MARTÍN S, MUÑOZ L, PEREZ A, SOBRERO G, PICOTTO G, OCHETTI M, CARPENTIERI A, SILVANO L, DIAZ DE BARBOZA G, SIGNORINO M, RUPEREZ C, BERTOLOTTO P, ULLA M, TOLOSA DE TALAMONI N, MIRAS M

SALVADOR DE BAHIA, BRASIL

Congreso; SLEP 2010; 2010

SOCIEDAD LATINOAMERICANA DE ENDOCRINOLOGIA PEDIATRICA

We investigated final height and clinical and biochemical indicators of the outcome of glucocorticoid  therapy in patients with different clinical forms of Congenital Adrenal Hyperplasia (CAH) due to 21- hydroxylase deficiency. The frequencies of polymorphisms of different genes and their associations with parameters of bone metabolism and IGF systems were analyzed.
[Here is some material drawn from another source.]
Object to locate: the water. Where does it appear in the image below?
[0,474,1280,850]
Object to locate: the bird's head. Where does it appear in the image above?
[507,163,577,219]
SUBJECTS AND METHODS: In 59 patients with CAH (age 0.5 – 34 years) 17-OH Progesterone, Androstenedione, DHEA-S, testosterone, Osteocalcin,  B-crosslaps ,IGF1, and IGFBP3 were determined. Using PCR-RFLP methods, vitamin D receptor (Bsm I and Fok I), estrogen receptor (PVU II), type 1 collagen (Bal I), glucocorticoid receptor (Bcl I) gene polymorphisms and IGF1 microsatellites were determined in CAH and 114 normal controls. Final height was analyzed in 43 CAH patients. Results: SDS Final height was: male -1.46, female -0.96. The relative frequencies of the polymorphisms analyzed between groups and the healthy controls were similar. No significant associations were found between these genotypes and bone turnover markers, IGF system or bone mineral density.CONCLUSIONS: Our data show that the parameters of bone metabolism and the genotypes analyzed, with a distribution comparable to the normal population, do not yet explain the different results obtained with the treatment.